= Carroll Hunting Lodge =

Historic building in Baltimore, Maryland, US

Carroll Hunting Lodge is a stone house built around 1790, in the Cheswolde area of Baltimore, Maryland. It is a Baltimore City Landmark, and one of the oldest in the surrounding neighborhood. The house stands on land formerly owned by Charles Carroll of Carrollton (1737–1832), a signer of the Declaration of Independence. Whether Carroll used the house is unknown.
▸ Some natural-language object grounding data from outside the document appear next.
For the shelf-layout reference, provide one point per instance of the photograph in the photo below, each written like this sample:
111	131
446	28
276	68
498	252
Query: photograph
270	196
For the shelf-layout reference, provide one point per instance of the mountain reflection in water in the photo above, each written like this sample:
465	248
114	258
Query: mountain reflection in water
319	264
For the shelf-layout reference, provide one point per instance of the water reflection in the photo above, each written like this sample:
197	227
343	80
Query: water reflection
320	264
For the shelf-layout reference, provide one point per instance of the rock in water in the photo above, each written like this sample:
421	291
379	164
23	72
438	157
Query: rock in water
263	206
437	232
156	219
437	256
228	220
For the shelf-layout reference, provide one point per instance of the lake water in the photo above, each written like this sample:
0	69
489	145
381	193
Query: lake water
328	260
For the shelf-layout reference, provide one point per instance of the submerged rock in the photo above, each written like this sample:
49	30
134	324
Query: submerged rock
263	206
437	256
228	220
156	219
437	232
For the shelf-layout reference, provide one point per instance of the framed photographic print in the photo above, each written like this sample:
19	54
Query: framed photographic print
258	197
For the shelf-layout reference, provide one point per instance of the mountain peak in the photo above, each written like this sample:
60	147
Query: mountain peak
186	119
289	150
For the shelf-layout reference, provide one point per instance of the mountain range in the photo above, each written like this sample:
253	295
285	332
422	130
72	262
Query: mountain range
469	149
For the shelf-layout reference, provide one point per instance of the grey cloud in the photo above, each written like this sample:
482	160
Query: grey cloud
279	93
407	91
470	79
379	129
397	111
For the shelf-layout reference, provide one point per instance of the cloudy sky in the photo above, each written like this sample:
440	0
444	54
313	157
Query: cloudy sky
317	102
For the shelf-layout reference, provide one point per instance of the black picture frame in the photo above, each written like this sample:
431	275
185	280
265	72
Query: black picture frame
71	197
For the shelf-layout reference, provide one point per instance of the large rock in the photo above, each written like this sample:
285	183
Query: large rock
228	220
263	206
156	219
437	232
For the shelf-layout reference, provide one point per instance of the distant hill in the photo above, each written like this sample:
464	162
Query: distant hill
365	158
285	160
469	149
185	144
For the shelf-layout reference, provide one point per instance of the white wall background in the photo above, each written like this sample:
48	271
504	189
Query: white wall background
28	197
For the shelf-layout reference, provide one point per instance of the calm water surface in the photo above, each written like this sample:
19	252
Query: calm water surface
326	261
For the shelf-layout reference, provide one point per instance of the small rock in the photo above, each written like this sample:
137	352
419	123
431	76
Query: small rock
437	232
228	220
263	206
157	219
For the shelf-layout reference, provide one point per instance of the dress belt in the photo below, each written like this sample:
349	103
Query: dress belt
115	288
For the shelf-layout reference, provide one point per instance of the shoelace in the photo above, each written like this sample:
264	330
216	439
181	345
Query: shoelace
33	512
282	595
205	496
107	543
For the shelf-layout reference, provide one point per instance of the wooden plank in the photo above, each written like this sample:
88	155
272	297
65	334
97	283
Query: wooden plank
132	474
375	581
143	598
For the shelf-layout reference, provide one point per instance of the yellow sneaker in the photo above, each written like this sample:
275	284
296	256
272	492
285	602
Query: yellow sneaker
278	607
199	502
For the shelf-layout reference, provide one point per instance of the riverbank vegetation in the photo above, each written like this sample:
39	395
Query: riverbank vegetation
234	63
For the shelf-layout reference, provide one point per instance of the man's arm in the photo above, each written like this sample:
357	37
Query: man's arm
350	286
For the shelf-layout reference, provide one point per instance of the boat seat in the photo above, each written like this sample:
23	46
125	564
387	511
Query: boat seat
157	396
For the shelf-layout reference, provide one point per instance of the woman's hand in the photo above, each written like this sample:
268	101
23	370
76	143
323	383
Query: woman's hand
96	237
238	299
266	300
The house was built on a 1,200-acre tract owned by Charles Carroll called "Labrynth"; Labyrinth may also have been the historic name for the house. There is no evidence that Carroll used the house as a hunting lodge, but it is likely it was built as the foreman's house for an adjacent mill that Carroll owned. From 1803 to 1809, the property was owned by Bernard Sourzac, one of several French immigrants from Haiti who settled in Mount Washington in the early 1800s. Years later, in the mid-19th century, the property formed part of a light industrial complex of snuff and tobacco mills along the Western Run, known as the Pimlico Tobacco Works. An advertisement from that period shows both men and women smoking and taking snuff. The great flood of 1868 caused much damage to the mill property, and this imposing structure is the one surviving building. It is an excellent example of Maryland 18th-century vernacular architecture in its symmetry and simplicity; its heavy stone construction suggests how remote this area was, at that time, from the fashionable City of Baltimore.